With more Americans protected from severe symptoms thanks to vaccinations and previous infections, COVID-19 has become — at least for now — little more than a nagging inconvenience for many.
The situation “feels cautiously good right now,” said Dr. Dan Kaul, an infectious disease specialist at the University of Michigan Medical Center in Ann Arbor. “For the first time that I remember, since it started, we don’t have any patients in intensive care.”
As the country prepares to celebrate Independence Day on July 4, the average daily number of deaths from COVID-19 in the United States hovers around 360. Last year, during a similar summer lull, the number was at 228 in early July. That remains the lowest number of daily deaths in the country since March 2020, when the virus began to spread.
But there were far fewer reported cases in that time last year: fewer than 20,000 a day. Now it’s about 109,000, and that’s almost certainly underestimated, because home diagnostic tests aren’t routinely reported.
Today, in the third year of the pandemic, it’s easy to be confused by the picture: Repeat infections are increasingly likely, and a sizeable portion of those infected will face persistent symptoms of COVID-19, but the danger of death has diminished. radically for many.

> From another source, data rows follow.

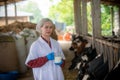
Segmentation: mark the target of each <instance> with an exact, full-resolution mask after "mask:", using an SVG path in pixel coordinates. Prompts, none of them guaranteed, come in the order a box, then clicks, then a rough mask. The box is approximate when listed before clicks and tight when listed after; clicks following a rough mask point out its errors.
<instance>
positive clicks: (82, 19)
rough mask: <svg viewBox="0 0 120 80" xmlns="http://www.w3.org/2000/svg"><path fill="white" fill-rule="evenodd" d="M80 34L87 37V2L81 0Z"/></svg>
mask: <svg viewBox="0 0 120 80" xmlns="http://www.w3.org/2000/svg"><path fill="white" fill-rule="evenodd" d="M81 17H82V20H81V21H82V34H83V36H84V35H87V33H88V25H87V24H88V23H87V0H82V16H81Z"/></svg>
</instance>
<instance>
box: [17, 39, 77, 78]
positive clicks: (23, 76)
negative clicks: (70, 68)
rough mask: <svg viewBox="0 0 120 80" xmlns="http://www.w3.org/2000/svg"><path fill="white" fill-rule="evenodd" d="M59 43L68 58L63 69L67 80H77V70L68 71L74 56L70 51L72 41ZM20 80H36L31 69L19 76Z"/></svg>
mask: <svg viewBox="0 0 120 80" xmlns="http://www.w3.org/2000/svg"><path fill="white" fill-rule="evenodd" d="M59 43H60V44H61V47H62V49H63V52H64V54H65V57H66V64H65V66H64V68H63V73H64V76H65V80H76V79H75V78H76V76H77V70H72V71H69V70H68V68H69V66H70V64H71V59H72V58H73V56H74V54H73V52H71V51H69V47H70V44H71V42H70V41H59ZM18 80H34V79H33V75H32V71H31V69H29V70H28V72H27V73H25V74H21V75H19V78H18Z"/></svg>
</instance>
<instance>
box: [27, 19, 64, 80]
mask: <svg viewBox="0 0 120 80" xmlns="http://www.w3.org/2000/svg"><path fill="white" fill-rule="evenodd" d="M53 28H54V24H53V22H52V20H50V19H49V18H43V19H41V21H40V22H39V23H38V24H37V26H36V30H37V31H38V32H39V33H40V34H41V35H40V36H39V38H38V39H37V40H36V41H34V42H33V43H32V45H31V47H30V51H29V54H28V56H27V59H26V62H25V64H26V65H27V66H28V67H30V68H32V70H33V76H34V79H35V80H64V75H63V72H62V68H61V67H63V66H64V64H65V56H64V54H63V51H62V48H61V47H60V45H59V43H58V42H57V41H56V40H55V39H53V38H51V37H50V36H51V34H52V31H53ZM56 55H57V56H58V55H59V56H61V58H62V59H61V61H60V62H57V63H55V56H56Z"/></svg>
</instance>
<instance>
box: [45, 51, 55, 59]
mask: <svg viewBox="0 0 120 80" xmlns="http://www.w3.org/2000/svg"><path fill="white" fill-rule="evenodd" d="M46 57H47V59H48V60H54V52H51V53H49V54H48V55H47V56H46Z"/></svg>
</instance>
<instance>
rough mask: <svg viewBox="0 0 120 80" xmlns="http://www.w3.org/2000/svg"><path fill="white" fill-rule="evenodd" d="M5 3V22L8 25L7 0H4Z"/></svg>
mask: <svg viewBox="0 0 120 80" xmlns="http://www.w3.org/2000/svg"><path fill="white" fill-rule="evenodd" d="M4 4H5V24H6V25H8V19H7V18H8V14H7V1H6V0H5V1H4Z"/></svg>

“That’s because we’re at a point now where all of our immune systems have recognized the virus or had vaccinations two or three times,” said Dr. David Dowdy, an epidemiologist at the Johns Hopkins Bloomberg School of Public Health. Hopkins. “Over time, the body learns not to overreact when it detects the virus.”
“And what we see now is that people on average are getting less and less sick,” he added.
As many as eight in 10 people in the United States have been infected at least once, according to influential modeling.
The rate of deaths from COVID-19 has been fluctuating, but has recently fallen into the range of an average flu season, according to data analyzed by Mara Aspinall, a researcher at Arizona State University.
At first, some people said the coronavirus was no deadlier than the flu, “and for a long time, that wasn’t true,” he said. Back then, people had no immunity. The treatments were experimental. Vaccines did not exist.
Now, Aspinall says, pent-up immunity has pushed the death rate down firmly into the range of a typical flu season. During the last decade, the mortality rate for influenza was about 5% to 13% of those hospitalized.